Only if typical is extremely random on large lists that consume many pages/cache lines.

Sequential access is O(1) just like mutable arrays. These structures really are fast and practical. The benefits of immutability are enormous. That's why they are so popular.

Edit: That's true about log32 and log2 become close in the limit, but that's irrelevant for practical data sizes. For example,

log2(10^6) ~ 20,

log32(10^6) ~ 4

That's a 5x difference.

Sequential access in an array has caching advantages because the memory is contiguous. For a linked structure, that is often not true. Linked structure mostly suck at sequential accesses. Extreme random access can actually work against arrays for the same reason.

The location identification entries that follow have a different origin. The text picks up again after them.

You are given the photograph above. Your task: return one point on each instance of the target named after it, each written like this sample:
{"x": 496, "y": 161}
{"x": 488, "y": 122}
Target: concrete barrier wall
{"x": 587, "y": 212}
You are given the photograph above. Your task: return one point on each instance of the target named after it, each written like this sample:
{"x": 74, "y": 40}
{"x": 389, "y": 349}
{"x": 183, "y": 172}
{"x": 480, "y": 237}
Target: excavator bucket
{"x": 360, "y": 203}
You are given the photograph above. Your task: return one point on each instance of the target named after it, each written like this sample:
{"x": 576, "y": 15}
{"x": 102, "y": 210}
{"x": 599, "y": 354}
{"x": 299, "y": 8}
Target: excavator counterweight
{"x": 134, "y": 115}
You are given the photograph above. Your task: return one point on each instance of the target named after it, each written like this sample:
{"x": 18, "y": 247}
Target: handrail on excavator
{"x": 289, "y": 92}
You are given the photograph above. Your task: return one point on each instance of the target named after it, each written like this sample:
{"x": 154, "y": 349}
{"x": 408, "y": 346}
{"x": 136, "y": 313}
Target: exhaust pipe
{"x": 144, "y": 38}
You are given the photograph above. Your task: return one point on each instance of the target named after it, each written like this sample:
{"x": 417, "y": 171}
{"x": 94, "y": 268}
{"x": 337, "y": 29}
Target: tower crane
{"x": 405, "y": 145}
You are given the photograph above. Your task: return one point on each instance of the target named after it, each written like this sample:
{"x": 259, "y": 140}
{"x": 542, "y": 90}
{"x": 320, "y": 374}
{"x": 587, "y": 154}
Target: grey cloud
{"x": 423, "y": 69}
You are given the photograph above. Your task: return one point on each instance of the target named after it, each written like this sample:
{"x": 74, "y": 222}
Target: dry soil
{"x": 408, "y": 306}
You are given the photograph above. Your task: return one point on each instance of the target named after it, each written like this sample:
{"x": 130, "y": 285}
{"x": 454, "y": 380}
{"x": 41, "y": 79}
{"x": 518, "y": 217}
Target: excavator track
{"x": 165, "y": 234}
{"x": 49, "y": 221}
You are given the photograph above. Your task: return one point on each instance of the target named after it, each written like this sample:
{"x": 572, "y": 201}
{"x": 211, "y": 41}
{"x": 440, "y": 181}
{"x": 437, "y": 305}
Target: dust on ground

There is a good reason why the subscript of log is often not even mentioned. Logarithmic is logarithmic, no longer what subscript you bother in investing extra space for.

log32n/log2n is always 5, highlighting why this is such a meaningless comparison. O(logn) (basically) refers to a constant multiple clogn, by which logic O(log32n) = O(5log2n) = O(log2n) = O(logn). It's all the same.

Case in point, if your algorithm takes log32n operations but each OP takes 5x longer its exactly the same as log2n. This is true for any value n, not just large values.

Ah! My explanation was wrong in that sense, thanks for the correction.
Whoops, brain fart.
The problem is making concat fast given the original array still exists and is mutable.

In the major JS engines string concat is essentially O(1) because strings are immutable (and they flatten them out as appropriate according to whatever heuristics make sense).

But for array concatenation in js i can do

a.concat(b)

Followed by

a[0]=something

Or

Delete a[1]

Or

A.push(something)

Or a.length++

Etc

To make this particular array concat fast would require significant perf impact to all other arrays, even those that aren’t involved in concat

Why are concat and push easier to optimise if you can assume immutability?
These persistent structures use what's called structural sharing. The simplest persistent structure is just a regular linked list. While random access is O(n), inserting, deleting, or concating is O(1). Since the list is not mutated, we can insert an element to the head of the list just by taking the new element and making a pointer between it and the original list. The original list is not modified, nor is it copied.

More sophisticated persistent structures like Funkia List have O(log32n) access, which is basically constant time. This makes them better general-purpose data structures than mutable arrays.